We’re paying special prosecutor Robert Mueller to investigate Russian interference in the 2016 election, but now it’s clear he’s on an out-of-control ego trip that won’t stop until he reaches President Donald Trump.
Mueller was hired — with our tax dollars — to find out whether there was collusion between Russia and the Trump campaign, yet his first indictments were all about Ukraine.
No Trump campaign.
They were all conspicuously missing from the indictments of former Trump campaign manager Paul Manafort and sidekick Rick Gates.
That’s a strange way to kick off your long-running criminal probe. You’d think Mueller would lead with his strongest stuff, but clearly he doesn’t have it yet.
Mueller, in fact, took over — let’s say bigfooted — a previous investigation that was already underway into Manafort’s secret work for the Ukraine government. The FBI was onto Manafort before the election.
So why the need for a special prosecutor?
Because Mueller badly needed to snag a big fish in his first batch of indictments. And he got one. There’s no doubt the charges against Manafort and Gates are serious, and they could go to prison for a long time.
And Mueller conveniently announced a guilty plea against a former Trump campaign lackey who lied to the FBI about a meeting with a Russian professor.
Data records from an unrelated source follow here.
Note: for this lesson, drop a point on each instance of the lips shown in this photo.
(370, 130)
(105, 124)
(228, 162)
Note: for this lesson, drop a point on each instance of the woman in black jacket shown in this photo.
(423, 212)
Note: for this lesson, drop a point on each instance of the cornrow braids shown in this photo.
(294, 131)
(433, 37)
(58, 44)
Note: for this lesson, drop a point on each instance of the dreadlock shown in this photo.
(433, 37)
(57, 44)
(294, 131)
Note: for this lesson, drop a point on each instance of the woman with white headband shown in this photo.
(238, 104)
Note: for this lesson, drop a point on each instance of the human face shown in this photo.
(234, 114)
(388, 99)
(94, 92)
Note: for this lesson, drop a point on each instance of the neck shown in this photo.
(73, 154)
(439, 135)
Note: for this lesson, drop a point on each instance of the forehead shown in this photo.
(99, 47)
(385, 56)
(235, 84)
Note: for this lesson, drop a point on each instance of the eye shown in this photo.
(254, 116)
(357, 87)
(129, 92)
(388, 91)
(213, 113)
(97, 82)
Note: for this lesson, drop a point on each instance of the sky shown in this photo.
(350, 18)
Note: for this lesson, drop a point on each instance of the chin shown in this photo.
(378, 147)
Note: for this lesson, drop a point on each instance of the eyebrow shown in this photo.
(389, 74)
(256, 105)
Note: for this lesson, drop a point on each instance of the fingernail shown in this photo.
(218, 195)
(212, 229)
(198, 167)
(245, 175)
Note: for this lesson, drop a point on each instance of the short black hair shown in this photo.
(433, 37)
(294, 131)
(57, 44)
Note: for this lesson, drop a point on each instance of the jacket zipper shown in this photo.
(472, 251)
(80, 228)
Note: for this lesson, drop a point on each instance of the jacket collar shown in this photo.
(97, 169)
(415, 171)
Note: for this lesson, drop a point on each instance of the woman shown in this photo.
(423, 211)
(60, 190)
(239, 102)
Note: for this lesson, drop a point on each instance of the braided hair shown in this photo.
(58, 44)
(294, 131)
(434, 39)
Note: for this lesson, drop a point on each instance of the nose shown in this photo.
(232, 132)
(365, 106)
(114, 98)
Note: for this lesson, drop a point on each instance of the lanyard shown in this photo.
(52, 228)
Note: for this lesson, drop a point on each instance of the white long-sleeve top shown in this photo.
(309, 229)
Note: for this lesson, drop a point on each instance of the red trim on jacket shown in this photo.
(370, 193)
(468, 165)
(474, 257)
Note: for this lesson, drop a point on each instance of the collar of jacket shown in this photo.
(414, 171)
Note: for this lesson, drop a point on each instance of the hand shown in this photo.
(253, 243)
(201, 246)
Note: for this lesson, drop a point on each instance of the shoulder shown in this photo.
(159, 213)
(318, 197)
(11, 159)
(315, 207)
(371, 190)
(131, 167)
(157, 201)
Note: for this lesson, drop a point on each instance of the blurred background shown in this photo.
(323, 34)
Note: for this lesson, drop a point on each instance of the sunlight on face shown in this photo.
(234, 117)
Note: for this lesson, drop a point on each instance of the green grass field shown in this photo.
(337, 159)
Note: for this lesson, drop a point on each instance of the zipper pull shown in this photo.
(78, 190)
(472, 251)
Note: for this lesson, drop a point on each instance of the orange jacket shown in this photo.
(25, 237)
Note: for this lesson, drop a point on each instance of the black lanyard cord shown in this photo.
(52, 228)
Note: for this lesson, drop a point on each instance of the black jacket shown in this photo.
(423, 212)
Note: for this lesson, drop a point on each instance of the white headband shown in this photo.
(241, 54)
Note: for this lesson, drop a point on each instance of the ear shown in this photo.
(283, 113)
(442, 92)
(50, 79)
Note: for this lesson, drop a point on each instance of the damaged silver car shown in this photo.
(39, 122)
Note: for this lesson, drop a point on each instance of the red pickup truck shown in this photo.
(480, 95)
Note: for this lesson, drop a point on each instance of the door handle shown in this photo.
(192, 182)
That plea was reached earlier this month, but Mueller unsealed it yesterday — obviously to show he’s still doggedly pursuing the collusion conspiracy.
The details in that deal offer tantalizing hints of collusion — but not actual collusion. Just like we’ve been hearing about for months.
Mueller also let the panting media know that the indictments yesterday were the beginning, not the end, of his expanding investigation.
So all you Democrats still waiting for indictments related to Russia, don’t worry. They’re coming. Even if it takes Mueller many more months to finish.
And don’t forget that Mueller is also investigating possible obstruction of justice related to the firing of FBI director James Comey. And that may be the most serious threat to Trump.
In the meantime, the special prosecutor seems bent on taking down any Trump adviser or relative he can find, even if it has nothing to do with a Russian conspiracy. He’ll happily take tax evasion instead.
And the U.S. taxpayers are footing an ever-expanding bill — millions of dollars — to fund this aggressive investigation. No one knows when it will stop.
But Mueller at some point has to produce more than just the hide of a sleazy Washington lobbyist and the Ukraine government to justify his job. And he needs to do it quickly.